Experts plan to treat the ravages of rust, fumes and war
Sing, Goddess, of Architect Manolis Korres, 35, and the Committee for the Preservation of the Acropolis Monuments, scientists from many nations gathered in Athens, casting off fear as before a great battle, to plan restoration of the most beautiful wonder of the ancient world: the marble Parthenon. That hilltop temple of Zeus' daughter, Athena the Virgin (Athena Parthenos), has for 2,400 years brought glory to Phidias, sculptor of its fluted columns, and to farseeing Pericles, and to all the Hellenes.
Who of these men could know, in 438 B.C., that heavy-shielded Romans would arrive in 86 B.C. and, centuries after, set fire raging in the temple's interior, consuming the gold-and-ivory statue of fair Athena, a masterwork of Phidias now lost to the ages; or that in the 15th century, conquering Turks from across the wine-dark sea would build a domed mosque atop the Parthenon?

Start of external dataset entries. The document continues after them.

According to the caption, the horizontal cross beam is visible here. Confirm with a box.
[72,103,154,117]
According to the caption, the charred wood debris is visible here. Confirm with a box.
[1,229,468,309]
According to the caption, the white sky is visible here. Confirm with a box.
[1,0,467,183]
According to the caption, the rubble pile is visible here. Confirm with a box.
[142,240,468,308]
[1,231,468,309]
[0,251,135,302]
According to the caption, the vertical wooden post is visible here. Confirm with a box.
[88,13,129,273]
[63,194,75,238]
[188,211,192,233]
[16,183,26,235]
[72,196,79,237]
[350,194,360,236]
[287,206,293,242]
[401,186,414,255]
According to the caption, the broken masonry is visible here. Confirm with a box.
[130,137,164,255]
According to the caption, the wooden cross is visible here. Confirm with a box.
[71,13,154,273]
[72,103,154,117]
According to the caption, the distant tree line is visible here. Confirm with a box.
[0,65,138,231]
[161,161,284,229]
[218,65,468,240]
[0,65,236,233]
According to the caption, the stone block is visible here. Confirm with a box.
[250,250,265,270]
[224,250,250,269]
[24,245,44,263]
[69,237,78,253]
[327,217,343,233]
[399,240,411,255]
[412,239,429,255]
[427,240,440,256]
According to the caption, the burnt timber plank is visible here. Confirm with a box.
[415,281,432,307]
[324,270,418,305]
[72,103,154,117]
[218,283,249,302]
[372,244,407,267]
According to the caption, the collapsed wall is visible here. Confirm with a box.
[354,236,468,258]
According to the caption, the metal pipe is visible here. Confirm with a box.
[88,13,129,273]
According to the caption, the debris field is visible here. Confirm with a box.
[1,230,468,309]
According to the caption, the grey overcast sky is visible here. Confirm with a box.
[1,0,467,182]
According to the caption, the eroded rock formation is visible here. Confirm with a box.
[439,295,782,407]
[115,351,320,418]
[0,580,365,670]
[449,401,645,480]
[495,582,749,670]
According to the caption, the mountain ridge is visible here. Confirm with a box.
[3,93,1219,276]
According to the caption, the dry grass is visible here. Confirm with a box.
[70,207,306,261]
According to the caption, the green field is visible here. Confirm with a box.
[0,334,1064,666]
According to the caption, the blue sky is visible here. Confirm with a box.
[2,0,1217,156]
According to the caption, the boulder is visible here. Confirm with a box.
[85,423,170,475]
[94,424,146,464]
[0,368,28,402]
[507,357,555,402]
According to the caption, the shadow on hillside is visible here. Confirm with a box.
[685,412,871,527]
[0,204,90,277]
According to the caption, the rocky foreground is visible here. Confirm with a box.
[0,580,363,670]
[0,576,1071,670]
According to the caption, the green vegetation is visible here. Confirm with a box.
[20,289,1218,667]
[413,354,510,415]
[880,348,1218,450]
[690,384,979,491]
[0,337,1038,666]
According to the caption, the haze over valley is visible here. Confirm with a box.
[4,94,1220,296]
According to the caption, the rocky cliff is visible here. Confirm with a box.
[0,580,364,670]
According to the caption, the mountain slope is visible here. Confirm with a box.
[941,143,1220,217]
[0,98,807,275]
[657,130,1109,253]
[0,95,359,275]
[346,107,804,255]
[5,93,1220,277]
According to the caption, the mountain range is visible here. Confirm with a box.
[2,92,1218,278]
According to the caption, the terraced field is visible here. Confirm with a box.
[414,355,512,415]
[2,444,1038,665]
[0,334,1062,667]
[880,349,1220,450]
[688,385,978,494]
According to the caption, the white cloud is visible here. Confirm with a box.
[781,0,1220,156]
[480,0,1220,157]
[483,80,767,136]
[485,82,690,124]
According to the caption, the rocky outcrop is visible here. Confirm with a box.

Who in Pericles' day could have imagined that the Parthenon would explode in 1687, destroying 14 of its exterior columns, when Turkish gunpowder stored inside it was hit by true-eyed artillery men of the Venetian Republic, firing near by from the Hill of the Muses? Or that in the 19th century, the seventh Earl of Elgin would carry down from the hill pediment statues and one maidenly caryatid, all doomed to sail in ships made of wood to a foreign place not loved by thundering Zeus, the British Museum?
Do you weep, Goddess? Mankind weeps with you.
In the past 100 years, the temple's scourges have been more prosaic, though equally serious. From the 1890s to the 1930s, well-meaning architects sought to strengthen the battered Parthenon, which originally consisted of some 12,500 white marble stones hewn from Mount Pentelicus, ten miles to the north. The restorers added new iron clamps and rods to hold the marble stones in position. But in doing so, they ignored the wisdom of the Parthenon's original designers, the sculptor Phidias and Architects Ictinus and Callicrates. During the installation of the temple's original iron reinforcing rods, the ancient builders used a form of rust-proofing that has been effective for two millenniums: they wrapped the rods tightly in a sheath of pliable lead, which gave them room to expand and contract, and kept away rust-producing moisture. Unfortunately, later restorers did not seal their irons. So the new rods installed near the turn of this century have already rusted. Worse, as the bare iron expands and contracts with changes in temperature, it cracks the old stones.
More recently, the Parthenon has suffered from an eye-stinging yellow smog that envelops Athens for most of the year. Called the nefos (literally, cloud), it is composed mainly of sulfur dioxide, a waste product given off when petroleum is burned in autos, factories and residential furnaces. As rain and dew mix with the SO2, they form a weak sulfuric acid that turns marble into crumbling plaster.